Cet état de stress psychologique majeur est majoré par l’asthénie liée à l’accouchement et à l’hémorragie. Elle a alors un comportement désadapté, dépose son enfant dans la voiture et retourne, selon ses dires, pour s’habiller avant de l’amener à l’hôpital. Là, elle est victime d’un malaise, et son entourage la conduit à son médecin traitant, puis au Centre Hospitalier, où elle reçoit les premiers soins. Les praticiens qui l’accueillent constatent une anémie sévère. Elle nie sa grossesse, son accouchement, à l’interrogatoire du médecin traitant mais aussi des praticiens des urgences. Lors de la découverte du placenta par le gynécologue, elle revient sur ses dires, se trouvant dans un état extrême d’épuisement psychologique et physique, elle trace un scénario invraisemblable, évoque le dépôt du bébé à l’hôpital local, mais aussi explique le déni de son accouchement par le fait qu’il s’agit d’un enfant issu d’un viol imaginaire, mais revient rapidement sur ses dires. A aucun moment de l’entretien Mme O n’évoque de velléités infanticides sur son bébé, bien au contraire, elle exprime le désir de l’avoir, de l’élever, elle nous dit « Au moment de Noel, j’étais seule à le savoir, je pensais que Noël prochain, ils seront trois enfants, ça me faisait du bien, un enfant c’est la vie, c’est trop beau… ». Elle est animée d’un sentiment de honte mais surtout de culpabilité envahissante, regrettant profondément et authentiquement le déroulement de sa grossesse dans ces conditions, exprimant une souffrance psychologique majeure liée aux faits qui lui sont reprochés ; à aucun moment elle n’a tenté de les minimiser.

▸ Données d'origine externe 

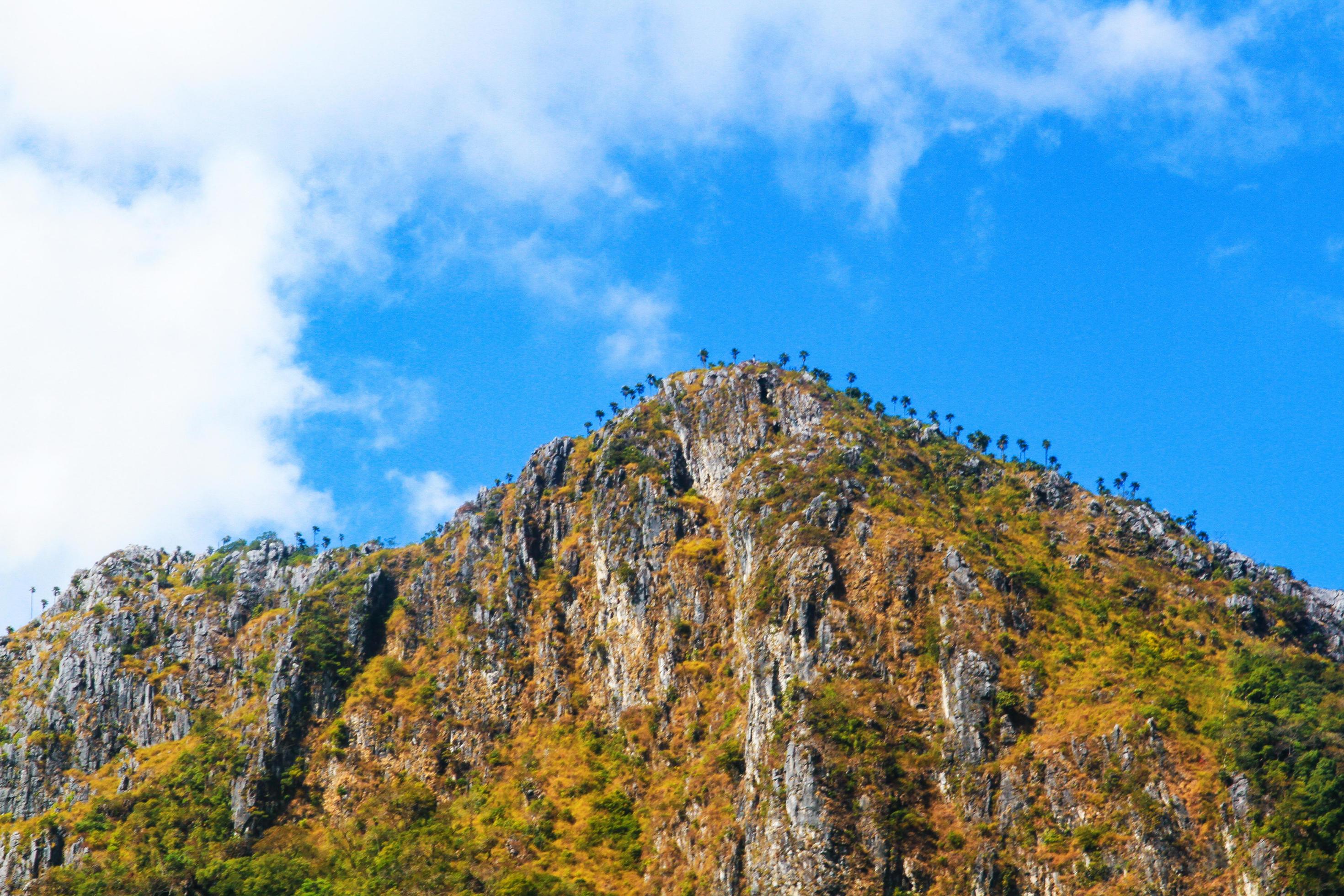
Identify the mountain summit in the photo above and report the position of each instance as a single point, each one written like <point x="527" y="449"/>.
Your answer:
<point x="748" y="637"/>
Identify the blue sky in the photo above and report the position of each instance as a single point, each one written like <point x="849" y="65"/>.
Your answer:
<point x="341" y="267"/>
<point x="1178" y="327"/>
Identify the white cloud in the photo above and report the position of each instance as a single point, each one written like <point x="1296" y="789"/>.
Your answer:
<point x="429" y="499"/>
<point x="149" y="366"/>
<point x="584" y="287"/>
<point x="167" y="167"/>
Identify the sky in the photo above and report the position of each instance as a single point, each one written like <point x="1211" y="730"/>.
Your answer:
<point x="271" y="267"/>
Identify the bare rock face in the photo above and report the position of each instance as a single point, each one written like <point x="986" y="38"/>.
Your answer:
<point x="747" y="639"/>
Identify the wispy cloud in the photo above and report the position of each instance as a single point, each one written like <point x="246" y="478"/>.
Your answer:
<point x="197" y="165"/>
<point x="1222" y="251"/>
<point x="431" y="497"/>
<point x="1333" y="249"/>
<point x="636" y="319"/>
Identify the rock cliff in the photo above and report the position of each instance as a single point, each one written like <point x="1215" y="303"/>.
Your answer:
<point x="749" y="637"/>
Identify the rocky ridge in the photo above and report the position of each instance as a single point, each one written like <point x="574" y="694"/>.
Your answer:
<point x="749" y="637"/>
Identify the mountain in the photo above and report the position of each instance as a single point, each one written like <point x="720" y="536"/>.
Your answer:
<point x="749" y="637"/>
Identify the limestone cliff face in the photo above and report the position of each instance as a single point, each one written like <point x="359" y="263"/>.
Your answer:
<point x="840" y="653"/>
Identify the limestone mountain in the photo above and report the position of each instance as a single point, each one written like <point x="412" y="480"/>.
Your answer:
<point x="749" y="637"/>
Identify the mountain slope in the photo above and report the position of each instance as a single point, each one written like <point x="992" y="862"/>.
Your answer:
<point x="750" y="637"/>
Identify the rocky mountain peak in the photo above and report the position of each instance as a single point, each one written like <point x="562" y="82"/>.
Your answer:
<point x="752" y="636"/>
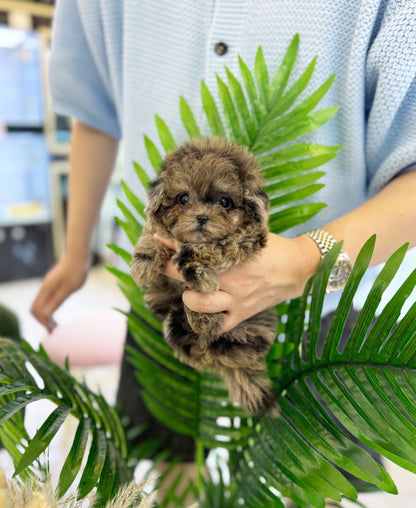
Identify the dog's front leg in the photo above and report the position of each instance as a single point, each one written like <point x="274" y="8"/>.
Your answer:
<point x="148" y="260"/>
<point x="197" y="265"/>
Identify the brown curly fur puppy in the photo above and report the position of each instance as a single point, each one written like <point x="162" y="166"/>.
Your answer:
<point x="209" y="197"/>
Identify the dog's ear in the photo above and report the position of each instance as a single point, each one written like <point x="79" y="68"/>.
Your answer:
<point x="156" y="195"/>
<point x="256" y="205"/>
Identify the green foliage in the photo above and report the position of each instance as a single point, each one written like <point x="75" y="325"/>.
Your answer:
<point x="327" y="389"/>
<point x="27" y="376"/>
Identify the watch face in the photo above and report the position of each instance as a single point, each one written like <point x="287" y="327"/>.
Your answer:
<point x="339" y="275"/>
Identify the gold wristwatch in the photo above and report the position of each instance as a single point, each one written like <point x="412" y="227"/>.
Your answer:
<point x="342" y="267"/>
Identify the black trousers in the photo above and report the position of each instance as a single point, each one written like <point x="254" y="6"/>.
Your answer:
<point x="181" y="447"/>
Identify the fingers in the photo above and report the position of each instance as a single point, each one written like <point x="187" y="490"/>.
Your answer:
<point x="207" y="303"/>
<point x="210" y="303"/>
<point x="43" y="307"/>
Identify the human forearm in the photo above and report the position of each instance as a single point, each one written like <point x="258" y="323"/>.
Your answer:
<point x="391" y="215"/>
<point x="92" y="159"/>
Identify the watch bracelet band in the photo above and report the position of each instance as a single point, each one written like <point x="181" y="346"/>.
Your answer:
<point x="323" y="240"/>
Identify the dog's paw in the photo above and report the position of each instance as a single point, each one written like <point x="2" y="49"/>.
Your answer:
<point x="197" y="275"/>
<point x="205" y="324"/>
<point x="184" y="256"/>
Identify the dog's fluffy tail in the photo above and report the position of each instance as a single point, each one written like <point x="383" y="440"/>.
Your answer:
<point x="252" y="390"/>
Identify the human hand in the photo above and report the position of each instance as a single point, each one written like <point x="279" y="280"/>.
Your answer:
<point x="279" y="272"/>
<point x="68" y="275"/>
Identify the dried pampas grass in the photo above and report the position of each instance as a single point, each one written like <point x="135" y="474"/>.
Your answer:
<point x="15" y="494"/>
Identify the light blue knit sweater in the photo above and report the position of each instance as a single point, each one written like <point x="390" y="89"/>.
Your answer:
<point x="115" y="63"/>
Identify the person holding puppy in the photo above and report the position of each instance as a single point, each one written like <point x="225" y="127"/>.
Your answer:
<point x="113" y="66"/>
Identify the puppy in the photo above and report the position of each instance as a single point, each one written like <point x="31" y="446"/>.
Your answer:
<point x="209" y="197"/>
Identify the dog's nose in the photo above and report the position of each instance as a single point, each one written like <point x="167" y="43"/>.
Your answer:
<point x="202" y="219"/>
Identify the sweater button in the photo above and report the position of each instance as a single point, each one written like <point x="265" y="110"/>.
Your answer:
<point x="221" y="48"/>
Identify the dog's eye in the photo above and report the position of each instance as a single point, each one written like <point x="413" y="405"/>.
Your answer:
<point x="183" y="198"/>
<point x="225" y="202"/>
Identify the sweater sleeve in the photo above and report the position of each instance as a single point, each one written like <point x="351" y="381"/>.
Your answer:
<point x="79" y="76"/>
<point x="391" y="95"/>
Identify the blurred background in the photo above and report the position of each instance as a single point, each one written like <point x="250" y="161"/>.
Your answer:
<point x="34" y="147"/>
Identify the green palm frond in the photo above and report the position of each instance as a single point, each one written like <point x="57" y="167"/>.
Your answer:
<point x="106" y="455"/>
<point x="329" y="391"/>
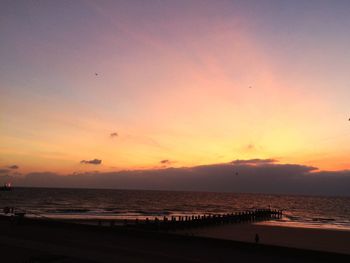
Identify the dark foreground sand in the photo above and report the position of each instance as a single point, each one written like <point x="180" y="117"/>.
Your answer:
<point x="337" y="241"/>
<point x="35" y="241"/>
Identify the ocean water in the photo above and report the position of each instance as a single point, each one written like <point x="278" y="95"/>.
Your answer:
<point x="299" y="211"/>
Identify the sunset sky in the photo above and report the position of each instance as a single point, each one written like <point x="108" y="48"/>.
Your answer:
<point x="153" y="84"/>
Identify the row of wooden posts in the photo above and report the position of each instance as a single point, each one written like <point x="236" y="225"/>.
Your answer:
<point x="183" y="222"/>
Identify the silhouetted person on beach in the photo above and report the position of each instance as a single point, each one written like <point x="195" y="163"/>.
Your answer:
<point x="257" y="238"/>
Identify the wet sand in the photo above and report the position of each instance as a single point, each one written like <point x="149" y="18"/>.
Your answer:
<point x="47" y="241"/>
<point x="337" y="241"/>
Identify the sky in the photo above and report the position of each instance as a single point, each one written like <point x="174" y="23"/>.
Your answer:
<point x="108" y="86"/>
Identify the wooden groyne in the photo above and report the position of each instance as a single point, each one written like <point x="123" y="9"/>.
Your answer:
<point x="185" y="222"/>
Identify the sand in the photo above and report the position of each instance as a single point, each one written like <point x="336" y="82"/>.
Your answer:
<point x="305" y="238"/>
<point x="45" y="241"/>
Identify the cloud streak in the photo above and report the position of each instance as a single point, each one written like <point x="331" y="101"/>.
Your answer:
<point x="254" y="176"/>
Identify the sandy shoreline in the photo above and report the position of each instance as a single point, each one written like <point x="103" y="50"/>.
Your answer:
<point x="330" y="240"/>
<point x="48" y="241"/>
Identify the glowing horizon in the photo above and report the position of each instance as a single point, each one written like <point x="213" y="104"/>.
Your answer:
<point x="198" y="82"/>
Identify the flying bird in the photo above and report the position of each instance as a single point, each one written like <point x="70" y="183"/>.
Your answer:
<point x="113" y="134"/>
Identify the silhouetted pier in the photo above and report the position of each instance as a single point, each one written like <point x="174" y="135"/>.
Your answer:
<point x="184" y="222"/>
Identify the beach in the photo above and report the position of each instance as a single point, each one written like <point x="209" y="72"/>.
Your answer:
<point x="51" y="241"/>
<point x="318" y="239"/>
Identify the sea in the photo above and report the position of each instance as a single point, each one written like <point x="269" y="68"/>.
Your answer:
<point x="107" y="204"/>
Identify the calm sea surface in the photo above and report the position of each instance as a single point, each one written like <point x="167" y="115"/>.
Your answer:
<point x="299" y="211"/>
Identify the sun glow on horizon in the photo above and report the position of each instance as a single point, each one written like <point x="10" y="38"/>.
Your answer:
<point x="192" y="84"/>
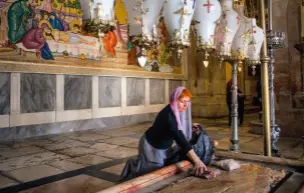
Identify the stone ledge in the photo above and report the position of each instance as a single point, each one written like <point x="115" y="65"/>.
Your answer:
<point x="105" y="69"/>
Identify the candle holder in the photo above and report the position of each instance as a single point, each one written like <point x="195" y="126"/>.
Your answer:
<point x="275" y="39"/>
<point x="97" y="28"/>
<point x="98" y="24"/>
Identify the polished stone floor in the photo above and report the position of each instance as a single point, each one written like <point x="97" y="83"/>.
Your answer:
<point x="92" y="160"/>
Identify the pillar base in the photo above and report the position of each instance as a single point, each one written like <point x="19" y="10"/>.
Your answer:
<point x="299" y="100"/>
<point x="235" y="146"/>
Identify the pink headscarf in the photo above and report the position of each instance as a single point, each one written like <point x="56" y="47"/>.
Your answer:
<point x="184" y="122"/>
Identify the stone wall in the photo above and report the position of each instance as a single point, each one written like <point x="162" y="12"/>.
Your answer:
<point x="208" y="84"/>
<point x="290" y="117"/>
<point x="34" y="105"/>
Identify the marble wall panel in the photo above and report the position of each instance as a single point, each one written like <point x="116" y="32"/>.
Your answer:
<point x="173" y="84"/>
<point x="77" y="92"/>
<point x="109" y="92"/>
<point x="33" y="131"/>
<point x="37" y="92"/>
<point x="4" y="93"/>
<point x="135" y="91"/>
<point x="157" y="91"/>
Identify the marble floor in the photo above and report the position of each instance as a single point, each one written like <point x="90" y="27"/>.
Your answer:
<point x="92" y="160"/>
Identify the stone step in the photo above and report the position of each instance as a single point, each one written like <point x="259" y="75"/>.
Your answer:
<point x="250" y="109"/>
<point x="257" y="127"/>
<point x="116" y="60"/>
<point x="121" y="54"/>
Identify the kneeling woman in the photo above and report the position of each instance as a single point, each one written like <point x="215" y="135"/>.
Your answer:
<point x="156" y="149"/>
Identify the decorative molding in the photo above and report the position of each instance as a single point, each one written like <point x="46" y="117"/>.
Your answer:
<point x="73" y="115"/>
<point x="95" y="95"/>
<point x="32" y="118"/>
<point x="15" y="93"/>
<point x="59" y="92"/>
<point x="123" y="91"/>
<point x="4" y="121"/>
<point x="107" y="112"/>
<point x="133" y="110"/>
<point x="111" y="69"/>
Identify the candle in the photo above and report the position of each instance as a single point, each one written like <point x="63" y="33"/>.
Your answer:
<point x="302" y="21"/>
<point x="91" y="9"/>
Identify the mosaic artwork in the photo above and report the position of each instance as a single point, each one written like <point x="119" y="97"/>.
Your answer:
<point x="52" y="30"/>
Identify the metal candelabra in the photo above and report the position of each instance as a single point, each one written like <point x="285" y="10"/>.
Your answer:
<point x="274" y="40"/>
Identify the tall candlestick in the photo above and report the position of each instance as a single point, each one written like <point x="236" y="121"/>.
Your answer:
<point x="302" y="19"/>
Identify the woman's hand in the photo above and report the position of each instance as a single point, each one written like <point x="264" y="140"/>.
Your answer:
<point x="200" y="169"/>
<point x="195" y="128"/>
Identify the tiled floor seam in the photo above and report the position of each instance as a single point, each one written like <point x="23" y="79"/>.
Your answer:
<point x="65" y="175"/>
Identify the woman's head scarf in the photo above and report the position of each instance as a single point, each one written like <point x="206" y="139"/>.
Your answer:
<point x="184" y="122"/>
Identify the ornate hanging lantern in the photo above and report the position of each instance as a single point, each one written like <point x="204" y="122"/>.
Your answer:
<point x="98" y="16"/>
<point x="207" y="12"/>
<point x="239" y="48"/>
<point x="255" y="43"/>
<point x="226" y="29"/>
<point x="177" y="17"/>
<point x="142" y="18"/>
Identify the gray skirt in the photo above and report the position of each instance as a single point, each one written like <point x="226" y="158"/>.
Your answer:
<point x="149" y="159"/>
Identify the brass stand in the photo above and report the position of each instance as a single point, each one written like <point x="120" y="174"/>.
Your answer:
<point x="265" y="86"/>
<point x="234" y="137"/>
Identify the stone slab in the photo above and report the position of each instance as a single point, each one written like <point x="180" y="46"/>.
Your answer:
<point x="253" y="180"/>
<point x="85" y="137"/>
<point x="66" y="165"/>
<point x="33" y="173"/>
<point x="120" y="140"/>
<point x="77" y="92"/>
<point x="103" y="146"/>
<point x="64" y="144"/>
<point x="37" y="92"/>
<point x="77" y="184"/>
<point x="4" y="93"/>
<point x="77" y="151"/>
<point x="119" y="153"/>
<point x="29" y="160"/>
<point x="135" y="91"/>
<point x="6" y="182"/>
<point x="157" y="91"/>
<point x="109" y="92"/>
<point x="117" y="169"/>
<point x="132" y="145"/>
<point x="90" y="159"/>
<point x="114" y="132"/>
<point x="9" y="153"/>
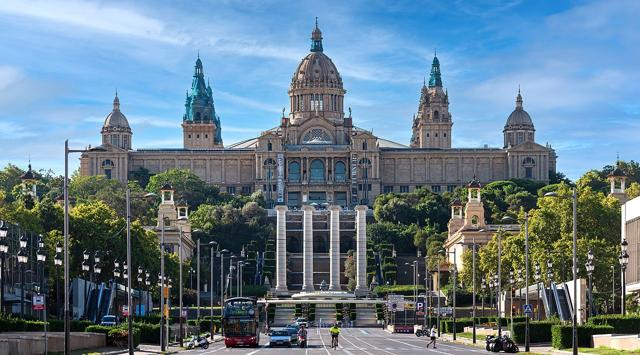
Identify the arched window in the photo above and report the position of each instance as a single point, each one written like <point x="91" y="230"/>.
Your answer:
<point x="528" y="163"/>
<point x="294" y="171"/>
<point x="107" y="166"/>
<point x="340" y="172"/>
<point x="317" y="171"/>
<point x="316" y="136"/>
<point x="270" y="167"/>
<point x="364" y="166"/>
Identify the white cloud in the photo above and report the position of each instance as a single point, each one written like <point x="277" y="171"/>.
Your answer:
<point x="99" y="16"/>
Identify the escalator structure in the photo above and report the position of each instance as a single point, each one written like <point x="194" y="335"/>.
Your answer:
<point x="557" y="302"/>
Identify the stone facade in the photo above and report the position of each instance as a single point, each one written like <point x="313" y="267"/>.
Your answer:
<point x="316" y="154"/>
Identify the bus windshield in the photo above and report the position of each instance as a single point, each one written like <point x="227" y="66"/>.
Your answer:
<point x="239" y="327"/>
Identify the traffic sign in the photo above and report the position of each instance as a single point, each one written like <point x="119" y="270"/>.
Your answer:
<point x="38" y="302"/>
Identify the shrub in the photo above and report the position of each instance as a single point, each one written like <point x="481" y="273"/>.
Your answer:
<point x="539" y="332"/>
<point x="621" y="324"/>
<point x="149" y="333"/>
<point x="561" y="335"/>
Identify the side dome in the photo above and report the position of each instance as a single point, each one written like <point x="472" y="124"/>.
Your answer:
<point x="519" y="119"/>
<point x="115" y="119"/>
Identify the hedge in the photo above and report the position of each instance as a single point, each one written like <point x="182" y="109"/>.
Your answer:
<point x="149" y="333"/>
<point x="621" y="324"/>
<point x="561" y="335"/>
<point x="539" y="332"/>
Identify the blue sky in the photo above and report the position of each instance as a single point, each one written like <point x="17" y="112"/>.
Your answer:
<point x="576" y="62"/>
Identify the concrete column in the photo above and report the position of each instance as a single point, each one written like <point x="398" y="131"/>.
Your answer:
<point x="307" y="249"/>
<point x="334" y="249"/>
<point x="281" y="248"/>
<point x="361" y="250"/>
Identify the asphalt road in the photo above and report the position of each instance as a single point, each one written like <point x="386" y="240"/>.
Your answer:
<point x="352" y="341"/>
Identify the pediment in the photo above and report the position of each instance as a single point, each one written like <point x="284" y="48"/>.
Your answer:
<point x="528" y="147"/>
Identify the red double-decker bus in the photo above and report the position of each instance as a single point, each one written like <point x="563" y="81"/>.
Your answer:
<point x="240" y="322"/>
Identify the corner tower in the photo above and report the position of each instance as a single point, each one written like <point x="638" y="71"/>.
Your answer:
<point x="432" y="124"/>
<point x="200" y="125"/>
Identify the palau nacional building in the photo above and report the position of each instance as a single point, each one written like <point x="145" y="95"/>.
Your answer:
<point x="316" y="156"/>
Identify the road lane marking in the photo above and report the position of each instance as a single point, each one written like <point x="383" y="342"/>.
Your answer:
<point x="357" y="347"/>
<point x="373" y="346"/>
<point x="324" y="346"/>
<point x="418" y="347"/>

Malgré un traitement anti-dépresseur mis en place depuis son arrivée au centre pénitentiaire, elle présente une dépressivité de l’humeur mais sans velléité suicidaire.

Elle réclame un soutien psychothérapique auquel elle parait authentiquement adhérente.

Discussion : Après une probable phase initiale de déni de sa grossesse, Mme O découvre sa grossesse et se trouve dans une impossibilité d’annoncer sa grossesse, sans que l’on puisse parler déjà de dissimulation. Elle construit un imaginaire autour du bébé et se projette dans une vie de famille avec ce nouvel enfant. Ainsi, les processus psychiques de la grossesse sont en partie à l’œuvre. L’arrivée du bébé n’est pas anticipée, comme s’il y avait un déni de l’inéluctabilité de l’accouchement. Ce cas met en exergue l’énonciation de la grossesse à autrui comme étant une étape indispensable de la gestation psychique.

Un blocage dans l’énonciation de la grossesse a entrainé chez cette femme un syndrome dépressif avec un comportement inadapté lors de l’accouchement avec mise en danger la vie de son bébé.